Integration planning for GROMACS 2020 GPU features » History » Version 9
Integration planning for GROMACS 2020 GPU features¶
We have a set of target functionality to integrate by 9/16. (TODO record that)
- GPU halo-exchange for positions. Coding assigned to Alan. Review assigned to Mark and Berk.
Status - code in gerrit, class+file+method naming input given, can merge when revised accordingly
- pp-pme exchange class. Coding assigned to Alan. Review assigned to Mark, Berk.
Status - https://gerrit.gromacs.org/c/gromacs/+/12783 awaiting further review/merge.
- simulation flags structs. Coding assigned to Szilard. Review assigned to Mark, Berk, Paul, Erik.
Status - WIP at https://gerrit.gromacs.org/c/gromacs/+/11622, would benefit from FTF discussion on how to describe lifetime and intent for this initial patch, whose form is understood to be unlike what we want in the long term
Question: Does multi-domain GPU-halo-exchange force handling support adding extra CPU forces?Alan's answer: I believe it should do (if an H2D copy of CPU forces is placed before the halo exchange), since the non-local part from the remote GPU wil be accumulated into the local part of the force buffer.
- LF pressure-coupling support for GPU-based update. Coding assigned to Artem. Review assigned to TODO.
Status - P-R is plus2 on gerrit at https://gerrit.gromacs.org/c/gromacs/+/12477. Berendsen support easy to add in a future patch?
- tests covering .mdp nst* flags, in particular for well chosen co-prime cases to prevent unexpected behavior changes. Also can we test e.g. forces with FEP on non-output steps. Coding assigned to Mark. Review assigned to TODO.

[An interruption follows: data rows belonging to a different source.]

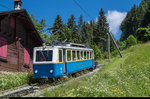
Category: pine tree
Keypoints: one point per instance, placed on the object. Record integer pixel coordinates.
(72, 25)
(102, 29)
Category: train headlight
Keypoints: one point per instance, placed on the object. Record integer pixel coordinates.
(35, 71)
(51, 71)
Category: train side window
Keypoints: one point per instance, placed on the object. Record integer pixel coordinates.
(78, 55)
(88, 55)
(60, 56)
(73, 55)
(68, 55)
(84, 54)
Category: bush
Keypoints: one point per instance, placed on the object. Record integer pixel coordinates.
(143, 34)
(131, 41)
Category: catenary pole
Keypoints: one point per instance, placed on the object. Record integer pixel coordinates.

Status - start work Monday afternoon
- Make GPU version of StatePropagatorData. Coding assigned to Artem. Review assigned to Erik, Mark.
Status - awaiting patch from Artem. Naming decision recorded at https://gerrit.gromacs.org/c/gromacs/+/11986
- Clean up to make a PP-rank "PME force receiver". Coding assigned to Mark. Review assigned to Alan, Paul, Berk.

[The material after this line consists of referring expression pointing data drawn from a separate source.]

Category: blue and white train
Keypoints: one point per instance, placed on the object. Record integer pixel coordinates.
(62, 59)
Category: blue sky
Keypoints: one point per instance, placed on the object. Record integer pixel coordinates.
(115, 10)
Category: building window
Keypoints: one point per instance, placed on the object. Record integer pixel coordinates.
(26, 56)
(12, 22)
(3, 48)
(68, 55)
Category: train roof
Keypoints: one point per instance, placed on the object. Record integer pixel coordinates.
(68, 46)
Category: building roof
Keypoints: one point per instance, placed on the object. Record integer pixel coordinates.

Status: awaiting pp-pme exchange class stabilizing. Also review of clfft init change https://gerrit.gromacs.org/c/gromacs/+/12897.
- Class to contain code to receive PME-rank forces on PP-rank GPU buffers (avoiding CPU). Coding assigned to Alan. Review assigned to Szilard, Berk, Mark.

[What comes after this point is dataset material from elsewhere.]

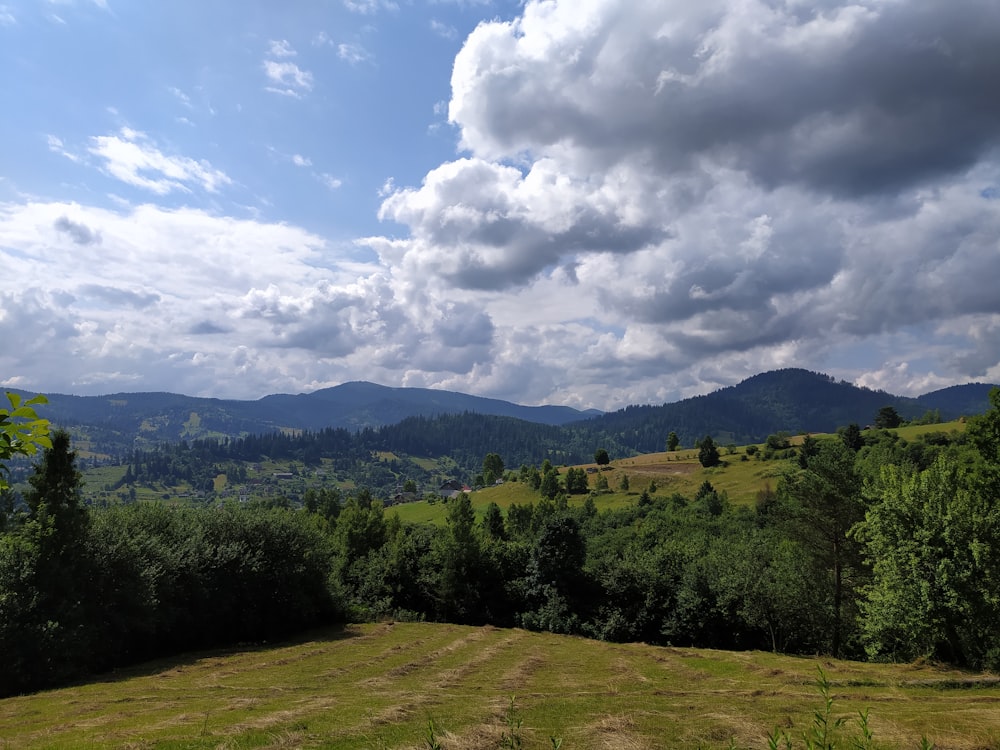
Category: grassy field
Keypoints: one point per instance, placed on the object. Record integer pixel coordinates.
(678, 471)
(378, 685)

Status: awaiting pp-pme exchange class stabilizing
- Halo-exchange class for force. Coding assigned to Alan. Review assigned to Szilard, Mark, Berk.
Status: Code in Gerrit at https://gerrit.gromacs.org/c/gromacs/+/12943. Awaiting review.
- Stitching together high-level single-GPU logic to achieve performance. Coding assigned to Artem. Review assigned to Erik, Mark.
Status: Awaiting progress on GPU StatePropagatorData patch
- Lift cr->duty assignment out of init_domain_decomposition(). Coding assigned to Berk. Review assigned to Mark, Paul, Szilard.
- Class containing Pme-pp exchange for coordinate buffers. Coding Assigned to Alan. Review assigned to Szilard, Berk, Mark.
Status: New refactored patch needs developed - will be very similar to above Pme-pp force code so hopefully not much review will be required.
- refinement of simulation flag structs. Coding assigned to Szilard. Review assigned to Mark, Berk, Paul, Erik.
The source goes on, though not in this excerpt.